In the short time I have—five minutes is a very short time—I will just rattle through a few points.

I welcome a large part of this Budget—it is very good news. It sounds more like a Conservative Budget, which is why the press have, on the whole, welcomed it; I believe that the Chancellor was transformed into a former Prime Minister, because there was a feeling that this is, at last, what the country needs. My question to our Front-Bench team, which they can perhaps answer later, is this: why has it taken nearly three years for us to do this? I suspect that their answer will be, “Because we are in a coalition.” I am a little tired of hearing that. I want a lot more blue narrative and less coalition narrative, because that is the way forward on sorting out our economy.

I welcome the reduction in taxes. Raising the income tax threshold to £10,000 is a wonderful way to go, but we should go further; how many constituents have we heard say, “If I do a bit more work, I will lose my benefits”? Let us give them income they have earned—let them keep it. Let us keep on that path, encouraging people back to work and off welfare. That is the right direction to take.

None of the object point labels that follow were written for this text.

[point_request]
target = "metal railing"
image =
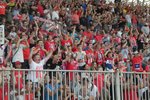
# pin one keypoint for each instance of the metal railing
(73, 85)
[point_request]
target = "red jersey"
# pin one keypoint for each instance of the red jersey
(49, 45)
(90, 57)
(99, 37)
(88, 34)
(26, 51)
(19, 79)
(2, 8)
(137, 63)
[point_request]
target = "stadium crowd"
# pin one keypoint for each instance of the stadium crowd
(79, 35)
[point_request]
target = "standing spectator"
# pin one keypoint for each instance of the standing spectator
(137, 62)
(145, 29)
(37, 64)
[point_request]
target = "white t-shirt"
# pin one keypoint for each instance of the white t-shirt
(35, 76)
(93, 90)
(18, 53)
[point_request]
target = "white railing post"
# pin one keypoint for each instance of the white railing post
(117, 86)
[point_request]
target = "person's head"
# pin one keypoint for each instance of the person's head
(13, 29)
(37, 58)
(28, 85)
(40, 43)
(49, 38)
(18, 64)
(53, 78)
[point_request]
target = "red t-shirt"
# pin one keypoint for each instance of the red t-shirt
(137, 63)
(2, 8)
(88, 34)
(99, 82)
(66, 42)
(29, 96)
(75, 19)
(1, 95)
(40, 9)
(26, 52)
(90, 57)
(130, 94)
(99, 56)
(99, 37)
(71, 66)
(19, 77)
(49, 45)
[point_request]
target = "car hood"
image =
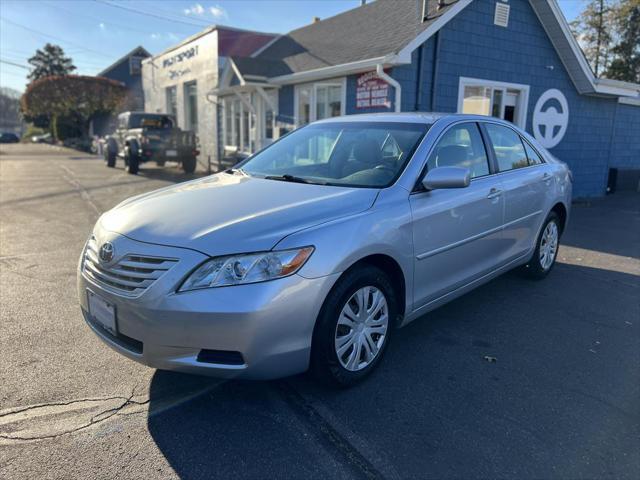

The beer escalator has gone—hurrah! A great friend of mine, who sadly had a heart attack, used to run the Hall and Woodhouse brewery in Blandford and before he died he said to me, “Richard, when you get into the House, please try to get rid of this beer escalator because we are losing thousands of jobs across the country as a consequence.” It is now gone—well done the coalition Government. I am absolutely delighted about that, and, in addition, 1p was taken off the pint of beer so we could all celebrate a bit on the night.

I am also delighted about the freezing of fuel duty. I am not going to be partisan and say that it would be much higher if we still had a Labour Government; it is frozen and that is good. But we should go much further and cut into that vast amount of tax that the Government take off the normal man and woman in this country, who, in many cases, simply cannot afford to fill up their car—the situation is ludicrous.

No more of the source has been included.